Is the Hypothesis About a Low Entropy Initial State of the Universe Necessary for Explaining the Arrow of Time?

TL;DR

This paper explores how the thermodynamic arrow of time can emerge in cosmological models without assuming a low entropy initial state, challenging traditional explanations based on initial conditions.

Contribution

It demonstrates that models not relying on a low entropy initial universe can still produce a consistent thermodynamic arrow of time.

Findings

Thermodynamic arrow can emerge without low entropy initial state

Recent cosmological models avoid initial state hypotheses

Statistical mechanics principles can still apply in these models

Abstract

According to statistical mechanics, micro-states of an isolated physical system (say, a gas in a box) at time $t_0$ in a given macro-state of less-than-maximal entropy typically evolve in such a way that the entropy at time $t$ increases with $|t-t_0|$ in both time directions.
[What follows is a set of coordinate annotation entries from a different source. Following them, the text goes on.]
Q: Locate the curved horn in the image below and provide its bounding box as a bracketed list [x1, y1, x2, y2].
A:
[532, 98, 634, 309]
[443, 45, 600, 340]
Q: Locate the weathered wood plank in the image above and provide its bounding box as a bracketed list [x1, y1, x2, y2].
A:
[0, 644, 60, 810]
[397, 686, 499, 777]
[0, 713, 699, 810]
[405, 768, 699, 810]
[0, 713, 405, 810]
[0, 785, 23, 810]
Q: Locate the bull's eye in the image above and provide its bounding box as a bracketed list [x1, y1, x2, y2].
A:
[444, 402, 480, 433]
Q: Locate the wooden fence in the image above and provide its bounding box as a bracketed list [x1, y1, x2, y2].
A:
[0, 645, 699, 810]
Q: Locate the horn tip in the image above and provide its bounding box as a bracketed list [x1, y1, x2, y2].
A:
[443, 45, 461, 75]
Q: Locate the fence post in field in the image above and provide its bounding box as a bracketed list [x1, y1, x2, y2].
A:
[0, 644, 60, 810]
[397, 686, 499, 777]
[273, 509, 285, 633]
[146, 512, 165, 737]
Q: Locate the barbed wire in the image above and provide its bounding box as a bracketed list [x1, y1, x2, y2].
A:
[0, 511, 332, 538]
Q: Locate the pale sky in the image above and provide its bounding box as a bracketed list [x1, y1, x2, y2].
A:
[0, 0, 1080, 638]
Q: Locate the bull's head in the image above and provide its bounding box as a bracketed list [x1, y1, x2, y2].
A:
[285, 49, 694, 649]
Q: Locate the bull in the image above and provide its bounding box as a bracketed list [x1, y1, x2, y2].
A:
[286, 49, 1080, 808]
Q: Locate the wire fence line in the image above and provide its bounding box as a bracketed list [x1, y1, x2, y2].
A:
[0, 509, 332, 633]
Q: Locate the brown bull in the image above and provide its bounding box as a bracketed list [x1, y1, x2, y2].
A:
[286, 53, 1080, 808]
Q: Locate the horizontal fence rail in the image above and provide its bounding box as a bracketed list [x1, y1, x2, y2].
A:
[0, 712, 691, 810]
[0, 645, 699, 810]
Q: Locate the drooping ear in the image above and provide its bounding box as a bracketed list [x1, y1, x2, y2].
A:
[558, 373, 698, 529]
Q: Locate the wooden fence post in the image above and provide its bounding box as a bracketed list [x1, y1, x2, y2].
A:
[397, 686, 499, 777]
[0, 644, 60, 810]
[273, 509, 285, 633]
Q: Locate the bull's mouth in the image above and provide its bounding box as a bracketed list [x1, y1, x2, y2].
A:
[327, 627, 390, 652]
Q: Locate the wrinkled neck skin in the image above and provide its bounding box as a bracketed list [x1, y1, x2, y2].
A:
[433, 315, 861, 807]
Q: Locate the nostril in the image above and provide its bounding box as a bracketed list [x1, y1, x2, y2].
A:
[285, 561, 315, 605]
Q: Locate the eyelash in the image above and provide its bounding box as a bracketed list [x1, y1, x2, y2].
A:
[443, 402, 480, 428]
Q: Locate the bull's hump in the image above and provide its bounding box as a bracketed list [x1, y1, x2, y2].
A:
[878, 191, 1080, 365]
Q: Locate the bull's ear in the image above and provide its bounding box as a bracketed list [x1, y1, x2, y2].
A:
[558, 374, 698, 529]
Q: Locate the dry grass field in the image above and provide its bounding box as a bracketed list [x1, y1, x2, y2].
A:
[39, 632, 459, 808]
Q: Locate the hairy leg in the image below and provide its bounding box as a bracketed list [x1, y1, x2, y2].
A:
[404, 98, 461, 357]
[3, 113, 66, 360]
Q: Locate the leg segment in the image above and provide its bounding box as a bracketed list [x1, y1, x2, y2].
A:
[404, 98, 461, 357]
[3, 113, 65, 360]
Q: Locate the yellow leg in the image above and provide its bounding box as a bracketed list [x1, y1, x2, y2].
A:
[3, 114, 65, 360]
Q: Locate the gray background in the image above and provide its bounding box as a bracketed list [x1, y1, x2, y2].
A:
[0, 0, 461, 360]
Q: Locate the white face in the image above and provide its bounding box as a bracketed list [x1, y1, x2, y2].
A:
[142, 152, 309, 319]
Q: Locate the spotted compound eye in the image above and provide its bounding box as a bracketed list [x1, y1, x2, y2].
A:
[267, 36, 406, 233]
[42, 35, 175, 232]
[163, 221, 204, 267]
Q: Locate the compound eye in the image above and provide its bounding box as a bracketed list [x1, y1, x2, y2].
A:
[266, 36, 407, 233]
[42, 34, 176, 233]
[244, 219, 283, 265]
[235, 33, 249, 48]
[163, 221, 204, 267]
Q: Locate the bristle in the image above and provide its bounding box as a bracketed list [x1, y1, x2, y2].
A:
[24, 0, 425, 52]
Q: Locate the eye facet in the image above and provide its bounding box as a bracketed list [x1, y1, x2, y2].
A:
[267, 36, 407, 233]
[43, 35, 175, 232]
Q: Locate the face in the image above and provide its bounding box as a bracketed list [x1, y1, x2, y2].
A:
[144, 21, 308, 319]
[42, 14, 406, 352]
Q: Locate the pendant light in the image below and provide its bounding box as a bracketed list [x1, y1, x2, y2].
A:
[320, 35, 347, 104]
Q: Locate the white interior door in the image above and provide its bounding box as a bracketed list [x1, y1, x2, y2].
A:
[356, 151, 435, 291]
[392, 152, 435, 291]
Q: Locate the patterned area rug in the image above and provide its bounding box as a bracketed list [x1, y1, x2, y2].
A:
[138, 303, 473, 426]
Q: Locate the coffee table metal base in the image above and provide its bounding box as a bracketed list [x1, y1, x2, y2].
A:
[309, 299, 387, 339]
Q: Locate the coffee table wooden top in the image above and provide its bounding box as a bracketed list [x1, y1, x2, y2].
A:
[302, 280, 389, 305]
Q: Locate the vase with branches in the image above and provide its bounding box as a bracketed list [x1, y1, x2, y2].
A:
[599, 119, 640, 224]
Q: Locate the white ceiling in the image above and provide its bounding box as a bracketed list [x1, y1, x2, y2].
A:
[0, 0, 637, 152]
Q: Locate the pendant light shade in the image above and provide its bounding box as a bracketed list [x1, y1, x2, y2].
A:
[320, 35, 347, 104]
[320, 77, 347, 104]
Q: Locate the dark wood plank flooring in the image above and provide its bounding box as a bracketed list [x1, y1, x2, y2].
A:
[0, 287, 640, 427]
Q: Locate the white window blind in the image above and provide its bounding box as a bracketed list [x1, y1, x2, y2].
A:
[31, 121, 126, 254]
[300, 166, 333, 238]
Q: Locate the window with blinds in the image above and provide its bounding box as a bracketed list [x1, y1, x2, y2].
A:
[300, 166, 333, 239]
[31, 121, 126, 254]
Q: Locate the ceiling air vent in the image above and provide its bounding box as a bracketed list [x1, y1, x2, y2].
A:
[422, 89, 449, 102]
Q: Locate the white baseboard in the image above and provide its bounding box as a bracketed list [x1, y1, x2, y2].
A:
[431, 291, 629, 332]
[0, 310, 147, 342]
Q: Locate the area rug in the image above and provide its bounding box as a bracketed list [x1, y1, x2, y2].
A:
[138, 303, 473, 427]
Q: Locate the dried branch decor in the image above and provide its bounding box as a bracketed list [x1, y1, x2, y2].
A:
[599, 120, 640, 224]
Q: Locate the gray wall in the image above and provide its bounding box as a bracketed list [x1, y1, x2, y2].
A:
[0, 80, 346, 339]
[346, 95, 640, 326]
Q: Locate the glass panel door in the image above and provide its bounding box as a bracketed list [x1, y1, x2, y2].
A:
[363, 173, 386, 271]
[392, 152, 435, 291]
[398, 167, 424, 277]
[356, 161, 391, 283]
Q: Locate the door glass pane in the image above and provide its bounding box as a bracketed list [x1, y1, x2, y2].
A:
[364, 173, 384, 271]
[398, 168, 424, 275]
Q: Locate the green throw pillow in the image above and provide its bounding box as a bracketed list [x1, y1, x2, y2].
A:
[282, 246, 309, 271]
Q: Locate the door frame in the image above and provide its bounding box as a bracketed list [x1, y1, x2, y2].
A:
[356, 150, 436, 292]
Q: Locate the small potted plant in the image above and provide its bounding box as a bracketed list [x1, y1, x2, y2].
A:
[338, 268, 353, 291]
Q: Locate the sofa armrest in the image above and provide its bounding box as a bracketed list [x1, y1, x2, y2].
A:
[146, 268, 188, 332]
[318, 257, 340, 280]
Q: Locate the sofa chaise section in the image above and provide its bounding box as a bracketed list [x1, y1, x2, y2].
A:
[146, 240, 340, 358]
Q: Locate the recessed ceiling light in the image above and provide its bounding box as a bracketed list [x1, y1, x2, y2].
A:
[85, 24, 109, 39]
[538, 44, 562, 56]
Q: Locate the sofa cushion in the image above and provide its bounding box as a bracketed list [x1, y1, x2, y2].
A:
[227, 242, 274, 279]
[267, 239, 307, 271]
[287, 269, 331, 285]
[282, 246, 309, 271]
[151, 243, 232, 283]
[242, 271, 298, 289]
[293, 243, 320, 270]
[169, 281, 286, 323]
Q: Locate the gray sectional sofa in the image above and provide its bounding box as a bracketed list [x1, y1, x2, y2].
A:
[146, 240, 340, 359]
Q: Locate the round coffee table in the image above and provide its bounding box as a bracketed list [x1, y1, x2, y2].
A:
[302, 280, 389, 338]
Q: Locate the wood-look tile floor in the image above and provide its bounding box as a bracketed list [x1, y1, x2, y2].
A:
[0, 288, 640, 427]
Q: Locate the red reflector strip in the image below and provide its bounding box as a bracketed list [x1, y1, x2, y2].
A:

In order to account for the observed entropy increase in only one time direction, the thermodynamic arrow of time, one usually appeals to the hypothesis that the initial state of the universe was one of very low entropy. In certain recent models of cosmology, however, no hypothesis about the initial state of the universe is invoked. We discuss how the emergence of a thermodynamic arrow of time in such models can nevertheless be compatible with the above-mentioned consequence of statistical mechanics, appearances to the contrary notwithstanding.